At this point, the pre-merge pipeline is complete.

Apply

The apply stage only happens post-merge. Once the main branch is updated, a new GitLab pipeline is started. This pipeline has two stages, a Terraform plan and a Terraform apply. This is the point at which changes to the infrastructure in GCP actually take place. Once apply is complete, all infrastructure in GCP should be up to date and match that of our code in Git.

Terraform resource policies

DoubleVerify uses an Open Policy Agent (OPA) to determine what resources and scale of those resources can be created by departments within our GCP environment. A policy is defined in a policy folder in our Terraform/Tooling subgroup. Policy files are written in REGO which is the domain-specific language that OPA uses. Adding the policy check to a GitLab pipeline is defined by adding Conftest (the OPA client) as part of the planning stage, and it will enforce the policy.

An example of an OPA policy is to allow only certain resources to be created.

package main


allowed_resources = [
   "google_folder",
   "google_folder_iam_binding"
 ]


array_contains(arr, elem) {
 arr[_] = elem
}


deny[reason] {
   r = input.resource_changes[_]
   action := r.change.actions[count(r.change.actions) - 1]
   array_contains(["create", "update"], action)  # allow destroy action
  
   not array_contains(allowed_resources, r.type)


   reason := sprintf(
       "%s: resource type %q is not allowed",
       [r.address, r.type]
   )
}

An example policy to deny deleting resources.

package main


denied_actions = [
   "delete"
]


array_contains(arr, elem) {
 arr[_] = elem
}


deny[reason] {
   r = input.resource_changes[_]
   action := r.change.actions[count(r.change.actions) - 1]
   array_contains(denied_actions, action)  # don't allow destroy action


   reason := sprintf(
       "Resource deletion is not allowed for %s",
       [r.address]
   )
}

Glossary

Google Cloud Platform (GCP): A cloud computing resource provider

GCP project: A project in GCP is a way to organize multiple compute resources.

GitLab project: A location in GitLab that contains resources such as a Git repository, CI/CD pipelines, and GitLab services.

Folder: A GCP term to separate and organize multiple GCP projects.

Workload: A DoubleVerify term used to refer to a GCP project and its related resources (GKE, buckets, etc.). Each piece of software/microservice will have a corresponding GCP project(s) and be considered a workload.

Infrastructure as Code (IaC): Managing compute resource lifecycle via configuration files.

Terraform (TF): An IaC tool created by Hashicorp. It has become one of the most popular IaC tools with huge community support.

Hashicorp Configuration Language (HCL): Configuration language used by TF to define infrastructure.

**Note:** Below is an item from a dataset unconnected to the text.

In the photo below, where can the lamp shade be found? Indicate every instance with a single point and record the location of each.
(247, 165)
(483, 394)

Resource (TF): A block of code in TF that describes an infrastructure object, such as a computer instance, GCP project, DNS record, etc.

Resource (Cloud): An asset, such as a VM, Kubernetes cluster, CloudSQL instance, that is deployed in a cloud service provider environment.

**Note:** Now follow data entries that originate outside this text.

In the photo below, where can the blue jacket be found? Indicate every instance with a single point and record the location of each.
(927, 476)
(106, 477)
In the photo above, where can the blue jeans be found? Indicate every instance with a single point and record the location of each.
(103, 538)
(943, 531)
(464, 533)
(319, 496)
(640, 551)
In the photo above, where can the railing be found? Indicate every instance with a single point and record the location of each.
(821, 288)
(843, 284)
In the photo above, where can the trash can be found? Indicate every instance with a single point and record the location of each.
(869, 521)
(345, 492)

Resource module: A TF construct that contains a definition of multiple resources used together. You can think of it as similar to a class in object-oriented programming. You instantiate a module to create resources from another configuration file.

Infrastructure module: Builds resources based on the definition from a resource module.

Provider: A plugin that allows TF to interact with remote services to create resources.

Data source: Exposes arbitrary data for use elsewhere in TF configuration. This can be an external program or Terraform remote state.

Terraform State file: A file that maps resources in your infrastructure to the configuration in your modules and any related metadata. State files can also include sensitive information like passwords and access credentials.

Remote state: A state file that contains information about a different set of resources but has relevant information needed by the resources you are working with.